• Hui Yu, Jing Zhang, Qu Wen, Yi Dai, Wanli Zhang, Fen Li, and Juan Li.
• Cancer Center, Union Hospital, Tongji Medical College, Huazhong University of Science and Technology, Wuhan, Hubei 430022, P.R. China.
• Exp Ther Med. 2018 Oct 1; 16 (4): 3249-3255.

AbstractAccumulating evidence suggests that microRNAs (miRs) exert vital functions in the development and progression of multiple types of human cancer. However, the role of miR-6852 in gastric cancer (GC) remains unclear. In the present study, miR-6852 expression was significantly downregulated in GC tissues compared with adjacent normal tissues determined by reverse transcription-quantitative polymerase chain reaction (RT-qPCR) analysis. Furthermore, miR-6852 expression levels in patients with GC were reversely correlated with tumor metastasis and TNM stage.
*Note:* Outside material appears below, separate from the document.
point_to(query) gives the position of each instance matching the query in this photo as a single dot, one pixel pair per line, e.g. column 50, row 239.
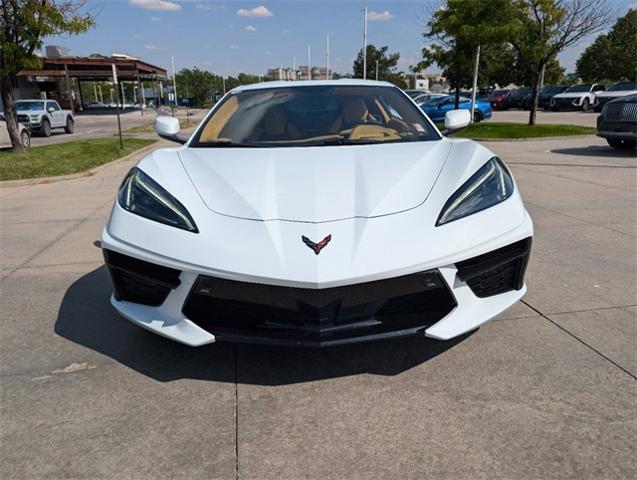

Through Cell Counting kit-8 and Transwell assays, it was demonstrated that overexpression of miR-6852 significantly inhibited the proliferation, migration and invasion of GC cells. With regards to the mechanism involved, luciferase reporter assays suggested that miR-6852 directly target forkhead box J1 (FOXJ1) in GC cells. Furthermore, overexpression of miR-6852 markedly inhibited the mRNA and protein expression levels of FOXJ1 in GC cells determined by RT-qPCR and western blot analysis. Additionally, FOXJ1 was overexpressed in GC tissues and cell lines, and its expression was negatively correlated with that of miR-6852 in GC tissues. Rescue assays indicated that overexpression of FOXJ1 significantly reversed the effects of miR-6852 transfection on GC cell proliferation, migration and invasion. Taken together, the present findings demonstrated that miR-6852 exerted a tumor suppressive role through targeting FOXJ1 in GC. These results implied that miR-6852 may be a novel therapeutic target of GC treatment.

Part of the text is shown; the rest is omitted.